Given the usefulness of such forces in Ukraine and elsewhere, then, the use of these mercenaries in Syria is significant.  The Ukrainian conflict has not gone entirely in Moscow’s favor, but they are using these forces in Syria instead.

Why would they do that?  The Russians correctly understand that the battles being fought right now in the Middle East are going to determine the structure of the world’s power relationships for at least a generation.  The questions at stake include whether Russia will continue to have a naval base in the Mediterranean sea; whether Iran will cement its domination of the northern Middle East, and its oil; whether the Gulf states, including Saudi Arabia, will have their own oil exports subject to closure by Iran and its proxies; and whether or not the United States will remain a major player in the Middle East at all.  Turkey’s status, and thus NATO’s continued viability, are in play as the Turks are being pulled away from the West by this conflict.  Israel’s survival is not necessarily of much interest to the Russians, but it is certainly also an issue that could be settled by this conflict insofar as it enables Iranian domination of Syria and Lebanon.  A lot is at stake.

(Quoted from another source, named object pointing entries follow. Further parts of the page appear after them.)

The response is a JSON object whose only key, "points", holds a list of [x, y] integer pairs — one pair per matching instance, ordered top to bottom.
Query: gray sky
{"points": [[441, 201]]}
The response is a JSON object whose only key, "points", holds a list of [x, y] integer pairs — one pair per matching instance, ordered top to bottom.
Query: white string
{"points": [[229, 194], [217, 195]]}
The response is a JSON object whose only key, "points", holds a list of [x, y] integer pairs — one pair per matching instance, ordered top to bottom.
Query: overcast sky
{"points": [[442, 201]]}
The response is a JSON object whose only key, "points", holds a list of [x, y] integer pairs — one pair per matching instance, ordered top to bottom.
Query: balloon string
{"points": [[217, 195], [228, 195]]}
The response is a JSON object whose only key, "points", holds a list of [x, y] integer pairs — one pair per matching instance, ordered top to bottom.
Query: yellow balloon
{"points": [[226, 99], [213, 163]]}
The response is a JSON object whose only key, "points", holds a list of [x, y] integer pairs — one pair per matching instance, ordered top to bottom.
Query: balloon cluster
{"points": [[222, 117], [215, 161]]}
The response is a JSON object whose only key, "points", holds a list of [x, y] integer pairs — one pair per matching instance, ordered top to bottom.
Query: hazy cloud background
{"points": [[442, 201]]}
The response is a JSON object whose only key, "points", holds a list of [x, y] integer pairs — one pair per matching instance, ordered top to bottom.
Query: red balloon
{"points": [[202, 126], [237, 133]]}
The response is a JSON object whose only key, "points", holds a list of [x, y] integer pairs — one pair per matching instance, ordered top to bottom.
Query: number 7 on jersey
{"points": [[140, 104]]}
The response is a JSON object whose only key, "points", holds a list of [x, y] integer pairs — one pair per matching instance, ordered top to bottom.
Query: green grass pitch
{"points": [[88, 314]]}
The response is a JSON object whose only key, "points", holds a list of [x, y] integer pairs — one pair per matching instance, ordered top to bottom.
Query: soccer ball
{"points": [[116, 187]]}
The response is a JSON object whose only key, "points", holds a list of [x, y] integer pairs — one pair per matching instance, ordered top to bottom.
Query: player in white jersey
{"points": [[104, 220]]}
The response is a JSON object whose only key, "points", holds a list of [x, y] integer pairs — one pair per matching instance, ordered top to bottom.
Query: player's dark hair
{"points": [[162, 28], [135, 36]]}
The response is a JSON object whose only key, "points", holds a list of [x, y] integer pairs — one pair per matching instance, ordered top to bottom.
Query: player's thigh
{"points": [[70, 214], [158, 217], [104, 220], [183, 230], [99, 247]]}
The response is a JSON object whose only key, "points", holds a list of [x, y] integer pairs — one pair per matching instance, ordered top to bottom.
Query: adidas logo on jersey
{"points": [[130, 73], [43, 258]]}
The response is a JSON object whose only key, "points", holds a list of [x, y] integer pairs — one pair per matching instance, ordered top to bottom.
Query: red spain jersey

II.  War and Proxy War: Players and State of Play

Now that it is evident that the Russians value outcome of the Syrian war highly, and that they have good reasons for doing so, let us run through the basic state of play.  For Syria, Iraq, and Turkey, this is more a war than a proxy war.  Their military forces are engaged in the war fully.  Syria’s military is in tatters, however.  Iraq’s performed reasonably well against the Islamic State (ISIS) with both US and Iranian support, but it is not clear whether it can act independently. Of all the nations involved in this war, only the Turks have forces that could immediately engage the war with the capabilities of combined arms, large numbers, and coherence in logistics and training.

For Iran, Russia, and the United States, this is more of a proxy war than a war.  Each of these powers is pursuing their own ends via the support of different coalitions of native forces.  Iran took an early lead here via its support to regional Shi’a militias across Mesopotamia and the Levant.  These forces are irregular but numerous and widespread.  Some of them are also well-established and well-provisioned with arms, especially Lebanese Hezbollah and those Iraqi militias that the Iranians supported against the United States during the Iraq War.

The Russians came late, backing a Syrian regime that has already had its formal forces shattered by the civil war.  The Syrian forces that the Russians and Iranians are propping up are not powerful.  That is why the Syrian government continues to use chemical weapons:  their traditional forces are too weak to bring the conflict to a close.  On the other hand, Russia’s geostrategic opponent — the United States — has chosen to engage the war with quite limited military assets, backing a coalition led by Kurdish fighters that are chiefly talented irregulars.  The Kurds are also politically divided, and geographically strung out.  The Russians believe they can contest the US-backed irregulars.  In addition to their own operators and direct proxies, the Russians count on bringing to bear Syria’s limited forces and Iranian-backed proxies including Shi’a militias.